Santander wyliczył, że w przypadku ugód na warunkach zaproponowanych przez szefa Komisji Nadzoru Finansowego (KNF) poniósłby z tego tytułu koszty w wysokości 3,5 mld zł.
To przy założeniu, że 100 proc. aktualnych kredytobiorców dokona przewalutowania. Kalkulacja została wykonana według kursu wymiany franka na poziomie 4,15 zł.
Czytaj więcej: Banki odkładają kolejne setki milionów złotych na pozwy frankowiczów. Co z ugodami?
Propozycja przewodniczącego KNF jest obecnie przedmiotem analizy wewnątrz banku oraz w ramach zespołu złożonego z przedstawicieli banków. Prowadzone są również konsultacje z KNF oraz Ministerstwem Finansów.
Straty wyliczone przez Santander są nieco mniejsze niż innych dużych banków, które już wcześniej prezentowały podobne szacunki. PKO BP mówił o 6,1-6,7 mld zł, mBank o 4,7-5,4 mld zł, a Millennium o 4,1-5,1 mld zł.
Decyzja przed nami
"Bank Santander planuje przeprowadzić w pierwszej połowie 2021 roku testy zawierania tego rodzaju ugód.
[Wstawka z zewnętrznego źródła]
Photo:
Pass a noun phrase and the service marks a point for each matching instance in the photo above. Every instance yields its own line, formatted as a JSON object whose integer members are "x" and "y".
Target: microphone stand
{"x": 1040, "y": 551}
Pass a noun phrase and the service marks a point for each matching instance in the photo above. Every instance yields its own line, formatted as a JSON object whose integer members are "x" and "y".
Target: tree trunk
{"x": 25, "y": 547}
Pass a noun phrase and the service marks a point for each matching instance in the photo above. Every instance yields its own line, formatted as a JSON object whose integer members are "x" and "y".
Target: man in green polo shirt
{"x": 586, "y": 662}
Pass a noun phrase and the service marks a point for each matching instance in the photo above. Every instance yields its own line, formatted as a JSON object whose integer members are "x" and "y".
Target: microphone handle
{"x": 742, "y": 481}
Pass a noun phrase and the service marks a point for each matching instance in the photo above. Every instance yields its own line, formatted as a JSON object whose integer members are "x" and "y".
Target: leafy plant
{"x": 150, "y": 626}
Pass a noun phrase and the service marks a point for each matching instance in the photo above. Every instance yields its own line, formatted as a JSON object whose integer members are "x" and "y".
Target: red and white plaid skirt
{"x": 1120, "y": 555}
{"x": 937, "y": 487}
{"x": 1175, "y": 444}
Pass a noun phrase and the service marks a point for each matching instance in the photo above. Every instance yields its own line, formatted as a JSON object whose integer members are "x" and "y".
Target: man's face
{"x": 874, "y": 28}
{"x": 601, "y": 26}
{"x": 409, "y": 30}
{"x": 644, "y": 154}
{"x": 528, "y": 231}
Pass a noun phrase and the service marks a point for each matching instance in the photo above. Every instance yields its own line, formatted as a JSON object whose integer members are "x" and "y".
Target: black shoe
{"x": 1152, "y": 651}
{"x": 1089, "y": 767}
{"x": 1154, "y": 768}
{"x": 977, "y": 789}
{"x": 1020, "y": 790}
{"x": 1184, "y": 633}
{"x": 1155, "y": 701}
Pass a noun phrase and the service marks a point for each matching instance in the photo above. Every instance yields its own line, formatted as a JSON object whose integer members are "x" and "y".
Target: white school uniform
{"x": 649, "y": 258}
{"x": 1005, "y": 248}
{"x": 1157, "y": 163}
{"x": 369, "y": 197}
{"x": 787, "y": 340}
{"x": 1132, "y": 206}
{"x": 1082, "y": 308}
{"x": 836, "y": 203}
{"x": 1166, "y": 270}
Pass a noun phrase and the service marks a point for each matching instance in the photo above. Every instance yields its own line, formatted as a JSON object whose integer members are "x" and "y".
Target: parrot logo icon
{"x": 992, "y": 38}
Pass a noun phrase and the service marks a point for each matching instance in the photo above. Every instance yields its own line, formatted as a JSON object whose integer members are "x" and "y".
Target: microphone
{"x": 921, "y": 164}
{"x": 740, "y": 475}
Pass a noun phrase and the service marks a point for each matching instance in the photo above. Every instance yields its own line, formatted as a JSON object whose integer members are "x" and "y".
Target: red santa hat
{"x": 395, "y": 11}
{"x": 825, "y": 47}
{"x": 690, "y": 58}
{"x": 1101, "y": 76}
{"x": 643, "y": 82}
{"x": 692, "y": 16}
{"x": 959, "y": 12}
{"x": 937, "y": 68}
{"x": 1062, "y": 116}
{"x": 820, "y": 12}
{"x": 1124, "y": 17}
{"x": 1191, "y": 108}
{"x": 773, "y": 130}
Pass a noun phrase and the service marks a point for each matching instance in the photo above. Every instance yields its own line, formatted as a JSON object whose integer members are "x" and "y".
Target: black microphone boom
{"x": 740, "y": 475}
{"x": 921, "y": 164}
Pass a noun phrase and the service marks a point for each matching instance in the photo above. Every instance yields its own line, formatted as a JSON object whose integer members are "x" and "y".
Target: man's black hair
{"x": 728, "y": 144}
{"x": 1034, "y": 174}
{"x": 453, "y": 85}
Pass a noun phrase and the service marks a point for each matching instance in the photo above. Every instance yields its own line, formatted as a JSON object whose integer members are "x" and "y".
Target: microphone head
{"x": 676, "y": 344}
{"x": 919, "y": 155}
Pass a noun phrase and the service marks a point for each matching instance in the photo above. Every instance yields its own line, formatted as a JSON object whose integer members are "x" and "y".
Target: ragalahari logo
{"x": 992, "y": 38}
W zależności od wyników testów możliwe są dalsze kroki postępowania, takie jak pilotaż na wybranej próbie kredytobiorców, a całościowy wynik prac będzie stanowił istotny wkład do podjęcia decyzji odnośnie przystąpienia do zawierania ugód w szerszym wymiarze" - czytamy w komunikacie.
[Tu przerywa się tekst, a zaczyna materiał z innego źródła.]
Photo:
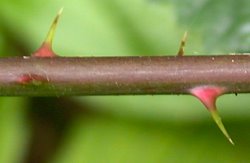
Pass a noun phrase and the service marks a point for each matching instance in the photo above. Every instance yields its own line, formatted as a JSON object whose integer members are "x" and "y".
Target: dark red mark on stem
{"x": 44, "y": 51}
{"x": 32, "y": 79}
{"x": 182, "y": 45}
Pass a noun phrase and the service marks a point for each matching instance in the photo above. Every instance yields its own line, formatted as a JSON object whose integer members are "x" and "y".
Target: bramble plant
{"x": 45, "y": 73}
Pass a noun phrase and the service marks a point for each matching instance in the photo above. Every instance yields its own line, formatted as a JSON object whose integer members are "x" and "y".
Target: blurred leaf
{"x": 13, "y": 130}
{"x": 95, "y": 140}
{"x": 224, "y": 24}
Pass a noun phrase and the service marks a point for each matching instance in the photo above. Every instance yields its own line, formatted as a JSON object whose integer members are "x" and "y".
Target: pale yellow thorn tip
{"x": 182, "y": 44}
{"x": 219, "y": 123}
{"x": 51, "y": 33}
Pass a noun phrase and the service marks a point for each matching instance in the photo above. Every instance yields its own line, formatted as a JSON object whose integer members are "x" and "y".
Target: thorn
{"x": 208, "y": 95}
{"x": 182, "y": 44}
{"x": 46, "y": 49}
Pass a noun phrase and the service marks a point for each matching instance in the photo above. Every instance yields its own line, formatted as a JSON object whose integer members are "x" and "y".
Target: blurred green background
{"x": 123, "y": 129}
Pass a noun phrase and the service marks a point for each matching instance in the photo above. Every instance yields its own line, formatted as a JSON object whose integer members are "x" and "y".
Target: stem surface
{"x": 67, "y": 76}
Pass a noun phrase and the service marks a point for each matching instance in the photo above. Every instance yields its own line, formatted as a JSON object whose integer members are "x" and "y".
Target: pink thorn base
{"x": 208, "y": 95}
{"x": 44, "y": 51}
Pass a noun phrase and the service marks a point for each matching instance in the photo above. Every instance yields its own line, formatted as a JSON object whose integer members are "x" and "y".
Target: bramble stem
{"x": 67, "y": 76}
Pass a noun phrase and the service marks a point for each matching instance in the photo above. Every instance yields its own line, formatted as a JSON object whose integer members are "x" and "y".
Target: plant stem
{"x": 67, "y": 76}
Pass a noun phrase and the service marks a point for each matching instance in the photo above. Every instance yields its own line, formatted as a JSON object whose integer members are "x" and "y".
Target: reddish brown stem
{"x": 60, "y": 76}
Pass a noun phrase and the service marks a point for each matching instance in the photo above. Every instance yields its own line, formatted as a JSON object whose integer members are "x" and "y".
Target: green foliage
{"x": 131, "y": 128}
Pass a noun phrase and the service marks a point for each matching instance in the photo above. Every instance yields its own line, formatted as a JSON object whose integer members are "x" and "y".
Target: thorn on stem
{"x": 208, "y": 95}
{"x": 182, "y": 44}
{"x": 46, "y": 49}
"Z uwagi na potencjalną skalę wpływu decyzji co do przystąpienia do zawierania ugód na sytuację finansową grupy wymagana będzie zgoda walnego zgromadzenia akcjonariuszy" - dodano.
Według stanu na koniec grudnia 2020 roku grupa Santander miała przed sądem 4189 spraw dotyczących kredytów frankowych. Roszczenia w nich opiewały na 847 mln zł.
Na ewentualne przegrane bank musi odkładać pieniądze w postaci tzw. rezerw. Na koniec ubiegłego roku wynosiły 325 mln zł. Rezerwy portfelowe na ryzyko prawne wyniosły 278 mln zł.